Walking the line between nerd and cool.

How Far is Too Far?

I recently finished my 2nd pass through NBC’s Heroes on Netflix Watch Instantly.  In looking for other movies to watch, I came across the original Superman movie.  I remember watching it when I was younger.  It’s been almost 30 years since it was released.  I remembered it being a fun movie growing up so I was looking forward to watching it again.

I’m forced to wonder, however, what the writers were thinking…  And did they ever reach the point where they felt maybe they had gone too far?  The progression of events in the climax of the movie:

  • Superman catches up to a rocket that’s going to hit New Jersey and sends it into space.
  • Within minutes, he’s back on the west coast to see the 2nd rocket explode, setting off the San Andreas fault line, causing California to sink into the sea.
  • He flies into the fault line and lifts the ground back into place in a single spot, which remarkably causes all the ground to start moving back into place.
  • He causes a rock slide to fill a canyon, thus stopping the immense flow of water from the dam that just broke and sent a tidal wave to destroy the village in its path.

Now, at this point, you’re thinking, “Surely this is it.  It can’t get much worse, can it?”  Only it does.  It concludes:

  • Lois Lane dies in an expanding fault line that stops just after swallowing her car.
  • Superman arrives to late, yells, then takes off to fly around the earth backwards, causing the spin to reverse and time to move backwards, thus saving Lois.

Seriously?  That idea passed through the editing process?  Let’s make the earth spin backwards, thus reversing time so Superman can save Lois?  Really?
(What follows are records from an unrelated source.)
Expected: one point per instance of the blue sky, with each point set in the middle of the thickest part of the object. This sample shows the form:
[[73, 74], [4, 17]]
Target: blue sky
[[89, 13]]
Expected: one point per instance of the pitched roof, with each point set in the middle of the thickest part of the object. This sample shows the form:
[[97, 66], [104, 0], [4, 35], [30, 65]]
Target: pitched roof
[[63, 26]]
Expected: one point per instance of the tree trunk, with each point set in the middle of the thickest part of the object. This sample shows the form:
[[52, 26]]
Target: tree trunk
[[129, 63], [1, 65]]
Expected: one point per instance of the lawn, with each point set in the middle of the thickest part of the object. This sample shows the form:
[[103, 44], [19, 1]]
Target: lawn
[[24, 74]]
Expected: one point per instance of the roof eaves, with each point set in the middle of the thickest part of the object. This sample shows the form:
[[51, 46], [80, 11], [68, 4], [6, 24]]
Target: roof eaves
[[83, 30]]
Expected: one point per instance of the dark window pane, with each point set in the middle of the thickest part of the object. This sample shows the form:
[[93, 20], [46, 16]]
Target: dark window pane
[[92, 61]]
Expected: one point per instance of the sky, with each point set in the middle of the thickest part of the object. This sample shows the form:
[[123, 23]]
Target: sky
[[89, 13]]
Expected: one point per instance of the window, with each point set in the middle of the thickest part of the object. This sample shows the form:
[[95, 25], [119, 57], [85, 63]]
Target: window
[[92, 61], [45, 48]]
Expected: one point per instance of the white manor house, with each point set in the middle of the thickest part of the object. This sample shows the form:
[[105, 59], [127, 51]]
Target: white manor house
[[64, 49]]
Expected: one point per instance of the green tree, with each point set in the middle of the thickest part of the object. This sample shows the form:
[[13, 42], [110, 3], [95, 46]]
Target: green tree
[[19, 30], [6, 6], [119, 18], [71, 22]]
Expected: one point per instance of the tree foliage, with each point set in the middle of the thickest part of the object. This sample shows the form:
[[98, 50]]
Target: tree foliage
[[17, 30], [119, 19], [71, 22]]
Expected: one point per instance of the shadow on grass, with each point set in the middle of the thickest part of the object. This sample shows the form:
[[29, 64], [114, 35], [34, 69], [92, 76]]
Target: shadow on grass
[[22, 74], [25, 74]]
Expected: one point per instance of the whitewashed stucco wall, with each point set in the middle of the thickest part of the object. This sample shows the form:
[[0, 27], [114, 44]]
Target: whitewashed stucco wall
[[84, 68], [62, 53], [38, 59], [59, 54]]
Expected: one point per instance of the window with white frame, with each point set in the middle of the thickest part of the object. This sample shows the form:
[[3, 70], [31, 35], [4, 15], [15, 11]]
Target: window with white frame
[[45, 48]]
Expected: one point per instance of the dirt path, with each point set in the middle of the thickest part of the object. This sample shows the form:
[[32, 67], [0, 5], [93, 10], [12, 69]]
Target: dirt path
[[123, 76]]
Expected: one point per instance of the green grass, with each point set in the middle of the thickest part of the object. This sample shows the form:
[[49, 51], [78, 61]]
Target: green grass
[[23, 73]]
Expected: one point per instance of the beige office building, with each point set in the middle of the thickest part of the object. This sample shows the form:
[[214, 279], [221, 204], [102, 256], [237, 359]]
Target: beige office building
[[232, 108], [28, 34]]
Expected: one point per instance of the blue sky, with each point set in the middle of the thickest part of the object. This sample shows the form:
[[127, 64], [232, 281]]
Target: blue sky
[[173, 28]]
I wonder what people consider absurd when they look back at us in 2038.  Maybe my blog will still be here and people can come comment…


6 responses

  1. Dude you are citing a movie in which a man can fly, shoot heat from his eyes, freeze people with his breath, has x-ray vision, sub sonic hearing, oh and he is bullet proof too.

    Apology excepted.

    March 20, 2008 at 1:00 pm

  2. Fair enough. But even accepting those super powers, I still can’t accept the time going backwards thing. He’s also moving through the air, which has almost no influence on the spin of the earth. If he had gone 50 feet underground and pushed the earth, it might be possible to change the spin.

    If he had that as a super power, like Hiro Nakamura being able to move through time, I’d be ok with it. But flying through the air? Unacceptable.

    March 20, 2008 at 1:29 pm

  3. You make good points sir. Good post all the same. It’s nice to meet another Christian blogger out here. I’ll be keeping my eye on ya.

    March 20, 2008 at 4:13 pm

  4. Joe Z

    Dude (can i call you dude?) did you read ANY comic books when you were young? Stuff like that happened all the time. Superman was always flying through space and having adventures on other planets too.

    I have a very large stack of early 70s DC comics that I can lend you. I’m sure you would get through only a couple before you would put them down, unable to continue the “willing suspension of disbelief” we all need to read/watch fantasy, sci-fi, or indeed anything that *could not* happen in the real world.

    Or else… hmm… maybe you have a scale where you object if stories violate the laws of physics *too strongly*?

    Haven’t you heard of cartoon physics? Try running off a cliff and see if you don’t fall until you realize that you are in midair… beep beep…. 😉

    March 20, 2008 at 4:20 pm

  5. Thanks for comments Superman!

    To Joe Z: Of course you can call me dude. 🙂 I didn’t read many comic books, and I’m happy to suspend my disbelief, but it needs to believable in the world you are creating. X-Men, Heroes, Spider-Man and Batman all contain elements of unbelievability for real life, but I’m OK with them in their worlds. And I was OK with everything up until the world spinning backwards thing in Superman. The rest stretched the imagination, but I suppose it’s possible for him to fly that fast.

    As you say, it might very well be a scale. Other things I’m not OK with:

    * The Enterprise banking off the non-existent atmosphere of outer space in every Star Trek ever made.
    * The face transplant in Face-Off.
    * A bus jumping a HUGE gap in the freeway in Speed.
    * Using a Mac (or was it a PC running a Mac OS?) to plant a virus on an alien ship in Independence Day.

    I’m sure there’s some more out there, but I can’t think of them right now.

    March 20, 2008 at 8:26 pm

  6. Joe Z

    Good reply. I do have some “oh come on” moments myself. My personal favorite target is “Lost”. I cannot watch that show and get beyond the fact that there is a secret power source somewhere that runs lights, computers, equipment and who knows what else on this island. It seems as though the writers have created a world where they can do anything without having to explain it, because the viewers accept some sort of magic/spirtual/who knows what hocus pocus that exists in that world.

    While my wife is watching it I’ll often ask her if the professor has made a radio out of coconuts yet, or if Gilligan has messed up another attempt to get off the island.

    I’ll see if I can dig up a few old superman books and perhaps on re-reading they’ll trigger the “oh come on” factor.